Carter: (distraught) I broke my naked!
No amount of talking convinced him that he’d cut the skin of his stomach. No, he’d broken his naked. That’s what he gets for running around with no clothes on all the time, often singing:
Carter : (♫) I am a nakey-pants, fooling around.
Recently Carter ran out of sacrament meeting and I followed him (without running, unwisely). He circled the building, ran back into the chapel from the other side (this time with his pants down because they’d fallen down again), raced past the pulpit, and then settled back in with the family like nothing happened.
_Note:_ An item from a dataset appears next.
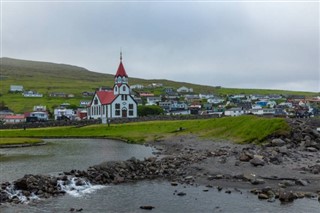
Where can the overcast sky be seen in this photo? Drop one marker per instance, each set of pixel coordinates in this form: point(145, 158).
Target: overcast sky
point(273, 45)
This leads to comments like the one overheard in primary:
First Counselor: I just love seeing Carter running around; all his boy parts hanging out.
The day I got a call from Melanie, who got a call from Lynette, who got a call from Kaylee that Carter and Melanie’s daughter, Taryn, were running down the middle of the street while I was “babysitting” (sad that I have to put that in quotes), I rushed to save their lives thinking, “At least Carter’s pants are still up. How surprising.” Carter escapes the house without me noticing pretty frequently. Sometimes he goes to friends’ houses. Sometime he transports all of the bicycles in the garage to a patch of grass four houses down for no apparent reason.
Graham likes to empty kitchen drawers and the fill them. I pulled one out and this is what I found underneath:
That’s right, Graham’s private stash includes bottles and medicine droppers. Make of that what you will.
Okay, that’s it for this post. Sorry there’s not much about Lina. She does chores and homework and is generally awesome, too. She was a gypsy or a disco dancer for Halloween, depending on her mood. Today she went to her dance class barefoot so as not to mess up her ballet shoes in the rain (Yes, rain! In November!) and I honestly thought, “I should carry her so her feet don’t get wet.” Um . . . she’s like forty pounds past those days. But it doesn’t seem that long ago, I swear!!!